The Rangers already own the best record in the American League and are second only to the Los Angeles Dodgers in all of baseball. The addition of Oswalt bolsters their pitching staff as they continue on their voyage to make it to their third consecutive World Series.
So how exactly does this signing impact the Boston Red Sox?
The obvious answer is the fact that adding pitching depth for nothing more than money is now off the table. If the Sox are interested in adding an outside arm they will be forced to make some type of trade in order to do so.
That is, of course, unless Roger Clemens or Pedro Martinez walks through that door...I'm kidding.
That brings us to the list of truly viable pitching options that will be available at the trade deadline. There are of course the top tier players that the Red Sox will likely not touch: Cole Hamels and Zack Greinke. The cost to obtain either of these guys would be too high for what could result in just a short-term rental arm.

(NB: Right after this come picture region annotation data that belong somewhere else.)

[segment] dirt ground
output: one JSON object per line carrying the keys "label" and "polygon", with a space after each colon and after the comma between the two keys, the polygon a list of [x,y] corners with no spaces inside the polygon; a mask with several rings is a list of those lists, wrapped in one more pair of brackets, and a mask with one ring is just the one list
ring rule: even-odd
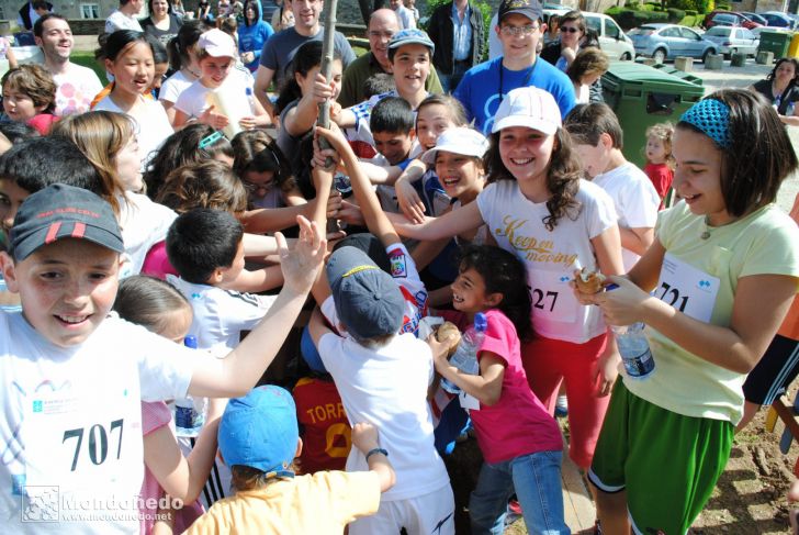
{"label": "dirt ground", "polygon": [[[797,384],[791,388],[792,400]],[[775,431],[765,428],[767,411],[762,410],[755,420],[735,437],[730,460],[705,511],[694,523],[691,535],[774,535],[789,534],[788,488],[794,480],[794,464],[799,446],[794,444],[788,455],[779,450],[784,426],[777,423]],[[458,444],[446,459],[452,488],[455,490],[457,533],[469,534],[469,516],[465,504],[469,492],[476,482],[482,456],[476,441]],[[506,535],[527,534],[519,520],[506,530]]]}

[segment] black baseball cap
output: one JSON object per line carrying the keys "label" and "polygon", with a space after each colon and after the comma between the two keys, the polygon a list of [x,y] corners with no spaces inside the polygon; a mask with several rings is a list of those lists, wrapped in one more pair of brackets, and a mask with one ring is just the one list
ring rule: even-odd
{"label": "black baseball cap", "polygon": [[502,22],[506,15],[514,13],[525,15],[532,22],[543,19],[543,9],[538,0],[504,0],[499,4],[497,20]]}
{"label": "black baseball cap", "polygon": [[24,260],[40,247],[65,237],[125,252],[111,204],[89,190],[64,183],[48,186],[25,199],[9,233],[9,249],[15,260]]}

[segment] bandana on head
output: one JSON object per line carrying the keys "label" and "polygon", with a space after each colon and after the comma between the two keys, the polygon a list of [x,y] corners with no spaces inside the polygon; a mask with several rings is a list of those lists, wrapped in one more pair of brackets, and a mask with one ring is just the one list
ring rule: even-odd
{"label": "bandana on head", "polygon": [[693,124],[699,131],[713,140],[721,148],[730,148],[730,108],[716,99],[704,99],[694,104],[679,118]]}

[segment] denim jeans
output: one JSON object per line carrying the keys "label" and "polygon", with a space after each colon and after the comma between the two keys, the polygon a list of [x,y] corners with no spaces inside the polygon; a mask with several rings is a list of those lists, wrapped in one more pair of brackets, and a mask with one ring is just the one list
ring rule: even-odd
{"label": "denim jeans", "polygon": [[508,499],[516,492],[531,535],[571,534],[563,520],[561,452],[522,455],[495,465],[484,462],[469,499],[472,535],[502,535]]}

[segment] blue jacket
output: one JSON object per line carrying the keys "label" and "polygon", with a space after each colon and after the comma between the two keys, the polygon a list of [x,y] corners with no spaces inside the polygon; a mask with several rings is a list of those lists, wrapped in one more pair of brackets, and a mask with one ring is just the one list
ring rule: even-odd
{"label": "blue jacket", "polygon": [[261,59],[261,51],[263,49],[263,43],[269,40],[274,33],[272,25],[263,20],[263,9],[261,8],[261,0],[255,0],[257,7],[257,22],[252,25],[247,25],[246,14],[245,21],[238,25],[238,52],[244,54],[245,52],[255,53],[256,57],[252,62],[247,64],[247,68],[250,73],[258,70],[258,65]]}

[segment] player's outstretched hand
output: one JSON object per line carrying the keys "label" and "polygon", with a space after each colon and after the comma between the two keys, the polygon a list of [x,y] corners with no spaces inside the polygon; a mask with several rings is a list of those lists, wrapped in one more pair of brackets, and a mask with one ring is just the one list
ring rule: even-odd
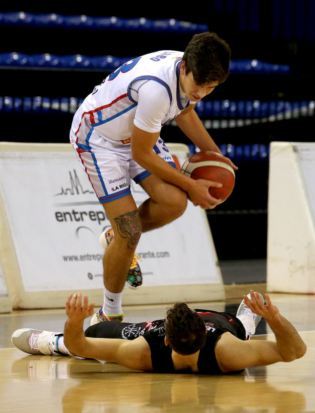
{"label": "player's outstretched hand", "polygon": [[243,298],[245,304],[253,313],[258,316],[261,316],[267,321],[279,316],[279,311],[277,307],[272,304],[268,294],[265,294],[265,298],[267,301],[267,304],[265,305],[258,292],[254,292],[253,290],[251,290],[249,292],[251,294],[250,300],[246,295],[243,295]]}
{"label": "player's outstretched hand", "polygon": [[223,155],[222,155],[222,157],[223,158],[223,159],[225,159],[226,161],[228,161],[229,164],[232,167],[232,168],[233,169],[234,169],[234,171],[237,171],[237,169],[239,169],[238,166],[235,166],[235,165],[234,165],[234,164],[233,163],[233,162],[230,159],[230,158],[227,158],[226,157],[223,156]]}
{"label": "player's outstretched hand", "polygon": [[211,196],[209,193],[209,188],[220,188],[222,184],[206,179],[193,180],[194,184],[188,192],[188,198],[195,206],[198,205],[203,209],[212,209],[222,199]]}
{"label": "player's outstretched hand", "polygon": [[70,294],[66,301],[66,313],[69,318],[74,321],[83,321],[92,316],[94,312],[95,303],[89,304],[88,298],[85,296],[83,299],[81,292],[73,295]]}

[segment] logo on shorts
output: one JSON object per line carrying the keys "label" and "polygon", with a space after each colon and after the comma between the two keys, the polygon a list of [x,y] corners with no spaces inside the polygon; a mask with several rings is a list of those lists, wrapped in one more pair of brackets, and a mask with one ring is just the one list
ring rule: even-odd
{"label": "logo on shorts", "polygon": [[[119,182],[119,181],[123,180],[126,180],[126,177],[125,175],[123,175],[122,176],[121,176],[119,178],[115,178],[114,179],[109,179],[108,181],[108,183],[109,184],[115,184],[116,182]],[[116,184],[116,185],[114,185],[114,186],[111,188],[111,190],[112,192],[114,192],[115,191],[119,190],[121,189],[123,189],[124,188],[127,188],[129,186],[128,183],[127,182],[124,182],[123,183],[120,183],[119,184]]]}
{"label": "logo on shorts", "polygon": [[128,139],[123,139],[121,140],[121,142],[122,142],[124,145],[127,145],[127,143],[130,143],[130,141],[131,140],[131,138],[128,138]]}
{"label": "logo on shorts", "polygon": [[125,340],[136,338],[140,333],[141,327],[136,327],[135,324],[129,324],[121,330],[121,337]]}

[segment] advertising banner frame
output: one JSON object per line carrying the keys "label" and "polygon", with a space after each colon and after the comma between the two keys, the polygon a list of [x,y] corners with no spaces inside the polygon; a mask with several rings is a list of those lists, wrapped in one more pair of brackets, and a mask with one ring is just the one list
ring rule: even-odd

The next tier would fall to players like Chicago Cubs Ryan Dempster or Houston Astros Wandy Rodriguez.
Sure, Dempster might be 0-3, but he has a 2.14 ERA and a 1.061 WHIP after eight games, proving that he just doesn't get offensive support. Rodriguez is also having a fine year for himself, with a 4-4 record with a 2.49 ERA and 1.161 WHIP.
Unfortunately, both Dempster and Rodriguez would likely require a larger return package than what the Red Sox are willing to give up for their services.
This brings me to Kevin Millwood.
No, this is not the same Millwood that was lights-out in the late-90s and early-2000s for the Atlanta Braves. That said, he is having a solid season for the Seattle Mariners. He currently owns a 3-4 record with a 3.56 ERA and 1.286 WHIP.
By itself, that comes across as decent numbers for a starting pitcher. However, the true merit to that stat line is what Millwood has done over his last four outings. He has recorded a 3-1 record with a very impressive 0.66 ERA and a 0.747 WHIP, recording 20 strikeouts in 27 innings of work.
Its entirely worth noting that those stats came against the New York Yankees, Colorado Rockies and the Texas Rangers twice. Furthermore, he owns a 2.66 ERA against AL East opponents this season, having played the Yankees, Tampa Bay Rays and Toronto Blue Jays once a piece and going 20.1 innings.
With that in mind, Millwood is only making $1 million in 2012 for the Mariners. He is only signed for the 2012 season. The Red Sox could potentially offer up a mid-level prospect, two at best, and could likely get their hands on Millwood.
It may not have been in the original plan, but this is one contingency plan the front office should certainly entertain.